The EPL’s dominance is also palpable on the international media market. If we compare the latest contracted international TV rights revenues per season, the EPL is the only championship to cash in more than EUR 1 billion in a season (EUR 1.582 billion), followed by LaLiga (EUR 897 million), Serie A (371 million), Bundesliga (EUR 240 million) and Ligue 1, with only EUR 80 million.
The Spanish LaLiga is also entering into a new 3-year broadcasting cycle in 2019-20, with Spanish telecommunications giant Telefonica outbidding its main rival Mediapro for the majority of broadcast rights.
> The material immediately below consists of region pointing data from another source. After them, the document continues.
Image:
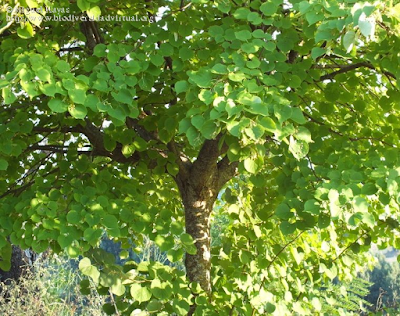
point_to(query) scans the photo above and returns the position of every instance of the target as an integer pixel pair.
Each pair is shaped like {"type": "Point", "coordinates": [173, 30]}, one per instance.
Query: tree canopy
{"type": "Point", "coordinates": [150, 119]}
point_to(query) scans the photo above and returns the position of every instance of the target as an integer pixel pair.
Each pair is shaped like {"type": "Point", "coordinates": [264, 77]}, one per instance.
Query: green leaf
{"type": "Point", "coordinates": [77, 95]}
{"type": "Point", "coordinates": [312, 206]}
{"type": "Point", "coordinates": [287, 228]}
{"type": "Point", "coordinates": [209, 130]}
{"type": "Point", "coordinates": [3, 164]}
{"type": "Point", "coordinates": [186, 239]}
{"type": "Point", "coordinates": [57, 106]}
{"type": "Point", "coordinates": [89, 270]}
{"type": "Point", "coordinates": [297, 116]}
{"type": "Point", "coordinates": [77, 111]}
{"type": "Point", "coordinates": [219, 69]}
{"type": "Point", "coordinates": [283, 212]}
{"type": "Point", "coordinates": [140, 293]}
{"type": "Point", "coordinates": [181, 86]}
{"type": "Point", "coordinates": [348, 40]}
{"type": "Point", "coordinates": [201, 78]}
{"type": "Point", "coordinates": [25, 31]}
{"type": "Point", "coordinates": [269, 8]}
{"type": "Point", "coordinates": [250, 165]}
{"type": "Point", "coordinates": [366, 25]}
{"type": "Point", "coordinates": [317, 52]}
{"type": "Point", "coordinates": [161, 290]}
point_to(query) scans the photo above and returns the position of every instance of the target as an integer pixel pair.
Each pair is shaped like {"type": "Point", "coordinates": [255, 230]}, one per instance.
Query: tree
{"type": "Point", "coordinates": [137, 121]}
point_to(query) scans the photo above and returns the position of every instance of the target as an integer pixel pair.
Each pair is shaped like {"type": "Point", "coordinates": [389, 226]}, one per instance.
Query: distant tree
{"type": "Point", "coordinates": [385, 288]}
{"type": "Point", "coordinates": [136, 123]}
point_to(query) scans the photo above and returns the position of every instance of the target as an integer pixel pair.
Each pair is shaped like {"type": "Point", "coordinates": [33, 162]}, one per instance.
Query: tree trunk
{"type": "Point", "coordinates": [199, 183]}
{"type": "Point", "coordinates": [198, 208]}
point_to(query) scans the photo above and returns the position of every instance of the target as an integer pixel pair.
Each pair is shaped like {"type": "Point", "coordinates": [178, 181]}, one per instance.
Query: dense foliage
{"type": "Point", "coordinates": [284, 113]}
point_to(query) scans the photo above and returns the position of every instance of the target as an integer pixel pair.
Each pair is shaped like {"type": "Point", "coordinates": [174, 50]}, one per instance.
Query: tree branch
{"type": "Point", "coordinates": [346, 68]}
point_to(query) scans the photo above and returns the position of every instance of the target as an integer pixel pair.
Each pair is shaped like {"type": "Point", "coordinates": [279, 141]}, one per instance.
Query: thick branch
{"type": "Point", "coordinates": [347, 68]}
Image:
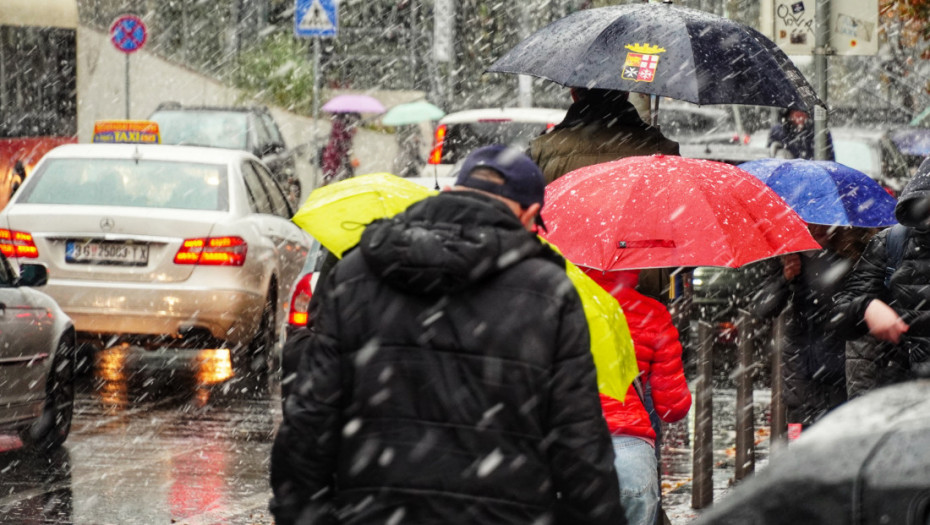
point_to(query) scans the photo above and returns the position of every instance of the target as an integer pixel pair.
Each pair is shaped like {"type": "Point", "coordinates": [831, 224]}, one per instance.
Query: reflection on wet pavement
{"type": "Point", "coordinates": [173, 437]}
{"type": "Point", "coordinates": [157, 437]}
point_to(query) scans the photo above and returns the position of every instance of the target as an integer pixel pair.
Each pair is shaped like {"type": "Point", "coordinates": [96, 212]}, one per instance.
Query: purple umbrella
{"type": "Point", "coordinates": [353, 104]}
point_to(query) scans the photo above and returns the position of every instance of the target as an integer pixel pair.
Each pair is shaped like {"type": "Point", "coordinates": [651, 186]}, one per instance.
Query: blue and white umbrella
{"type": "Point", "coordinates": [827, 192]}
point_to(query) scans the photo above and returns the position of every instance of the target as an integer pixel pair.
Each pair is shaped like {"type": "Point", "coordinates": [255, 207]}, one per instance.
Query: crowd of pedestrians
{"type": "Point", "coordinates": [446, 375]}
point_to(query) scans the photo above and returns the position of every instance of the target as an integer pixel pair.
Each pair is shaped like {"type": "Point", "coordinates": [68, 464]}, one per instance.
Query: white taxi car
{"type": "Point", "coordinates": [162, 246]}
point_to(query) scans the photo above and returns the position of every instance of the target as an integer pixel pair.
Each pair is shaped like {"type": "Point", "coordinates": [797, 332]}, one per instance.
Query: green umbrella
{"type": "Point", "coordinates": [412, 113]}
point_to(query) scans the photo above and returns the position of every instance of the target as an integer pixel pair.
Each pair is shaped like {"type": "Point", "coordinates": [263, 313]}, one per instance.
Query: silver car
{"type": "Point", "coordinates": [162, 246]}
{"type": "Point", "coordinates": [36, 357]}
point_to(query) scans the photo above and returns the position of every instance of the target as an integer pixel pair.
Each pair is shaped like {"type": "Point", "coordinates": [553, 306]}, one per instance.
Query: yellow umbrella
{"type": "Point", "coordinates": [337, 214]}
{"type": "Point", "coordinates": [611, 343]}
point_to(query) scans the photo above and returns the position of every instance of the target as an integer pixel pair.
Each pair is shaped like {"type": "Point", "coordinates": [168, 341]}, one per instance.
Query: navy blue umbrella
{"type": "Point", "coordinates": [662, 50]}
{"type": "Point", "coordinates": [827, 192]}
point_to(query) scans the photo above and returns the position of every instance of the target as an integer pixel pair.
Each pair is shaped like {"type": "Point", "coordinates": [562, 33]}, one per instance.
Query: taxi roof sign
{"type": "Point", "coordinates": [126, 132]}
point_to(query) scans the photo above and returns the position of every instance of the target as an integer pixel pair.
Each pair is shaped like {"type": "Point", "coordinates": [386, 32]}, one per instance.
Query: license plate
{"type": "Point", "coordinates": [117, 253]}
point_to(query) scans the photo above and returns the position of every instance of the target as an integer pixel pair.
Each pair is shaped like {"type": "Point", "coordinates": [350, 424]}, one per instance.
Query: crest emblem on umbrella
{"type": "Point", "coordinates": [640, 64]}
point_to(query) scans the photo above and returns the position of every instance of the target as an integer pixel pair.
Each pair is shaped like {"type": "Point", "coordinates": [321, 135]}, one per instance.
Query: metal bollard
{"type": "Point", "coordinates": [779, 415]}
{"type": "Point", "coordinates": [745, 424]}
{"type": "Point", "coordinates": [702, 493]}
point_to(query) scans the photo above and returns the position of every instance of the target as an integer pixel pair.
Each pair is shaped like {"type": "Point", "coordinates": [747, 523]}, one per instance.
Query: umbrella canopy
{"type": "Point", "coordinates": [827, 192]}
{"type": "Point", "coordinates": [866, 462]}
{"type": "Point", "coordinates": [353, 104]}
{"type": "Point", "coordinates": [336, 214]}
{"type": "Point", "coordinates": [412, 113]}
{"type": "Point", "coordinates": [662, 50]}
{"type": "Point", "coordinates": [665, 211]}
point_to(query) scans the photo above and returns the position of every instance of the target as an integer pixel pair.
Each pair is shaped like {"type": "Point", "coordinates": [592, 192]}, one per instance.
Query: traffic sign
{"type": "Point", "coordinates": [316, 18]}
{"type": "Point", "coordinates": [128, 33]}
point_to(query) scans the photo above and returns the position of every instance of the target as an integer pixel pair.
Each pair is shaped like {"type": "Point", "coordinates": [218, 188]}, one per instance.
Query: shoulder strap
{"type": "Point", "coordinates": [894, 250]}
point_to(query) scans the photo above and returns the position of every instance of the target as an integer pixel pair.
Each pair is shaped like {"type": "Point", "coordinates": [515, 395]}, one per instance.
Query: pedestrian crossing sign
{"type": "Point", "coordinates": [316, 18]}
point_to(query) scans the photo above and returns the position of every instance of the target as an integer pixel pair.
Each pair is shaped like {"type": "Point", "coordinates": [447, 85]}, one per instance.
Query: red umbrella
{"type": "Point", "coordinates": [665, 211]}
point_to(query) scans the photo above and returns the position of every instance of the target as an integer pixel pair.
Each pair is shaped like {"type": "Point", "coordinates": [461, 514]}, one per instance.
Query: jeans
{"type": "Point", "coordinates": [635, 462]}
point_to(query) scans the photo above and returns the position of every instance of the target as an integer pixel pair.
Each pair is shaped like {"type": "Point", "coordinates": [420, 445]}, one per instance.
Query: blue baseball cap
{"type": "Point", "coordinates": [523, 180]}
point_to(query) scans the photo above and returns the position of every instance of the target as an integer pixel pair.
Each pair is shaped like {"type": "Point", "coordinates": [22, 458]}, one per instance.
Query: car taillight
{"type": "Point", "coordinates": [17, 244]}
{"type": "Point", "coordinates": [212, 251]}
{"type": "Point", "coordinates": [435, 156]}
{"type": "Point", "coordinates": [300, 301]}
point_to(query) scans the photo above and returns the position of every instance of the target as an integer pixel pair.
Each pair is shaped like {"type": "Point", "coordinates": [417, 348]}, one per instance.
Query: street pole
{"type": "Point", "coordinates": [745, 423]}
{"type": "Point", "coordinates": [524, 82]}
{"type": "Point", "coordinates": [821, 50]}
{"type": "Point", "coordinates": [316, 107]}
{"type": "Point", "coordinates": [127, 85]}
{"type": "Point", "coordinates": [702, 485]}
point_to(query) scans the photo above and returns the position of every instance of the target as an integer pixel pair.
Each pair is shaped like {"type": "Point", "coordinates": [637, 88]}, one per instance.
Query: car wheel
{"type": "Point", "coordinates": [255, 360]}
{"type": "Point", "coordinates": [51, 430]}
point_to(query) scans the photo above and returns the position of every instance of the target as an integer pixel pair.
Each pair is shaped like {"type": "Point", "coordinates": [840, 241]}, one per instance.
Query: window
{"type": "Point", "coordinates": [279, 204]}
{"type": "Point", "coordinates": [124, 182]}
{"type": "Point", "coordinates": [258, 197]}
{"type": "Point", "coordinates": [462, 138]}
{"type": "Point", "coordinates": [218, 129]}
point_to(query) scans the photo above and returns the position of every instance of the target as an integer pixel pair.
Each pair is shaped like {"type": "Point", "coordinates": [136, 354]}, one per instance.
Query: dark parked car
{"type": "Point", "coordinates": [37, 353]}
{"type": "Point", "coordinates": [914, 143]}
{"type": "Point", "coordinates": [251, 128]}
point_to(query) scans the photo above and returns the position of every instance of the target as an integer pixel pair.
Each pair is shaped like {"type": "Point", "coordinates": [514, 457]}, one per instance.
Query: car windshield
{"type": "Point", "coordinates": [126, 182]}
{"type": "Point", "coordinates": [217, 129]}
{"type": "Point", "coordinates": [686, 125]}
{"type": "Point", "coordinates": [462, 138]}
{"type": "Point", "coordinates": [855, 154]}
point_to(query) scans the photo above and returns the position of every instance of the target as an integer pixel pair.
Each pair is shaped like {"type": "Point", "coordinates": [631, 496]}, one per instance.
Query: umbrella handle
{"type": "Point", "coordinates": [654, 112]}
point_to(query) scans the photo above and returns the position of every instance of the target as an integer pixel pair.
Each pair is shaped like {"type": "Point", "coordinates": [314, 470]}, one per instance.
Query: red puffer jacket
{"type": "Point", "coordinates": [658, 353]}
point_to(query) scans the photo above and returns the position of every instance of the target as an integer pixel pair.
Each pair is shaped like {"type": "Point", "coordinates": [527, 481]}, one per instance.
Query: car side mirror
{"type": "Point", "coordinates": [32, 275]}
{"type": "Point", "coordinates": [271, 148]}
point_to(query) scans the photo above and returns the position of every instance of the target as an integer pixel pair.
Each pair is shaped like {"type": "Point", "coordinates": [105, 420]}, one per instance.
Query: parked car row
{"type": "Point", "coordinates": [156, 246]}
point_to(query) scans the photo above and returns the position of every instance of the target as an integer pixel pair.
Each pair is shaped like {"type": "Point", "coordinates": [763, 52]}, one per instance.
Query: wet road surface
{"type": "Point", "coordinates": [170, 438]}
{"type": "Point", "coordinates": [154, 440]}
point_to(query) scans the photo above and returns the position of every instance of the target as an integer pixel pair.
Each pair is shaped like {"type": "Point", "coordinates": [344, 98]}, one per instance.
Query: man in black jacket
{"type": "Point", "coordinates": [448, 378]}
{"type": "Point", "coordinates": [888, 296]}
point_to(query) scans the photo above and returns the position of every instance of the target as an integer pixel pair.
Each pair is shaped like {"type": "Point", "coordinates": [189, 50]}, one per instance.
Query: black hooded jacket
{"type": "Point", "coordinates": [908, 291]}
{"type": "Point", "coordinates": [448, 380]}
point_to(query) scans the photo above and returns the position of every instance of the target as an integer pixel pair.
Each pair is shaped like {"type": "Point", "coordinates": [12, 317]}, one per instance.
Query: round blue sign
{"type": "Point", "coordinates": [128, 33]}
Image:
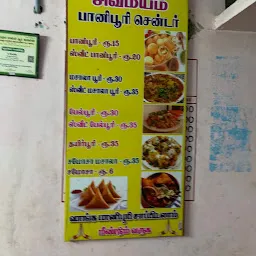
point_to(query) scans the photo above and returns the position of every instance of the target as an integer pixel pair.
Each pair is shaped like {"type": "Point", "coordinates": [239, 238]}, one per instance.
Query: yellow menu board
{"type": "Point", "coordinates": [125, 118]}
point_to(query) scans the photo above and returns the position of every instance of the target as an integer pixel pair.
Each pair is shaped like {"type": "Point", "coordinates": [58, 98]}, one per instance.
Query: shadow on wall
{"type": "Point", "coordinates": [193, 26]}
{"type": "Point", "coordinates": [42, 54]}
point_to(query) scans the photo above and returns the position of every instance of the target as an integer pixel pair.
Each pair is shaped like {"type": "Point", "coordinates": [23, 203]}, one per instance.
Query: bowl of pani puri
{"type": "Point", "coordinates": [161, 51]}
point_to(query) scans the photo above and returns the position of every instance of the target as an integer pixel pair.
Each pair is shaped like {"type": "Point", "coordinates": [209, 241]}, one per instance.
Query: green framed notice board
{"type": "Point", "coordinates": [19, 54]}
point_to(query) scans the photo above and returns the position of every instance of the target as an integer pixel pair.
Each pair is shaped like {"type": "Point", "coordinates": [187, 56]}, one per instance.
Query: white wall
{"type": "Point", "coordinates": [221, 221]}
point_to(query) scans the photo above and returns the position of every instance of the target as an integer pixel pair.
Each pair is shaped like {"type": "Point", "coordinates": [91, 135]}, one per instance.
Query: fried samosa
{"type": "Point", "coordinates": [112, 190]}
{"type": "Point", "coordinates": [108, 197]}
{"type": "Point", "coordinates": [97, 202]}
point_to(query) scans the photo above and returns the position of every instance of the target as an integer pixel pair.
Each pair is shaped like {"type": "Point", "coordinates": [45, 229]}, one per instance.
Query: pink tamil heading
{"type": "Point", "coordinates": [160, 5]}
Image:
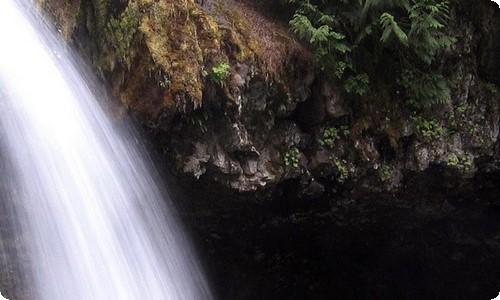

The deal is expected to raise EUR 3.4 billion in revenues, an almost 30 % rise, compared to the previous TV rights cycle. League president Javier Tebas expressed his intention to shrink the financial gap between LaLiga and England’s Premier League: he expects the two leagues to be practically equal within 10 years.
At the same time, La Liga begins a new 5-year deal with Mediapro on its international rights. The deal extension will bring LaLiga an additional EUR 4.485 billion in revenue, also a marking a 30 % increase on the previous 3-season cycle.
The German Bundesliga’s current 4-year broadcast rights deals, which started in the 2017/18 season, are to secure revenues of EUR 4.6 billion, an 85% growth compared to the previous cycle. Matches are broadcast live on Sky Germany (263 matches), Eurosport (40) and ZDF (3), while streaming platform DAZN holds highlight rights.
Although a new cycle is still two seasons away, Bundesliga CEO Christian Seifert questioned the “no-single buyer” rule, as he believes the possibility of monopoly on football fixtures could better help to increase revenues. In the meantime, DAZN signalled its interest in adding live games to its current portfolio in the next cycle.
While Bundesliga’s domestic TV rights revenues grow spectacularly, current international deals bring in only EUR 720 million (240 million per season), the second lowest amount per season after the French Ligue 1.
Italy’s Serie A is starting the second year of their current (2018-2021) cycle. Satellite broadcaster Sky Italia is showing 266 live matches, streaming platform DAZN broadcasts 114 games, while national TV channel RAI is televising only highlights. Sky and DAZN (owned by UK-based Perform Group) outbid Italy’s biggest commercial broadcaster Mediaset.
The value of domestic rights decreased in the current cycle by 9% compared to the previous one, from EUR 3.2 to 2.92 billion – a painful turn, especially as Italian clubs are traditionally heavily dependent on broadcasting revenues. In the meantime, revenues from international rights more than doubled in the current season.
France’s Ligue 1 is entering the last season of their current 4-year (2016-20) domestic cycle, while most deals for the next 4-year period (2020-24) have already been settled. Spanish group Mediapro won the main “lots” auctioned, with BeIN Sports securing the remaining packages. In contrast, Canal +, which had traditionally been the broadcaster of the French championship since 1984, have not been awarded any lot.
Contracts for the upcoming four seasons guarantee a massive, 59 % growth in revenues (from EUR 2.9 billion to 4.6 billion). However, Ligue 1 remains the least attractive among the “big five” leagues overseas, as the international TV rights revenues are almost 20 times smaller than those of the Premier League.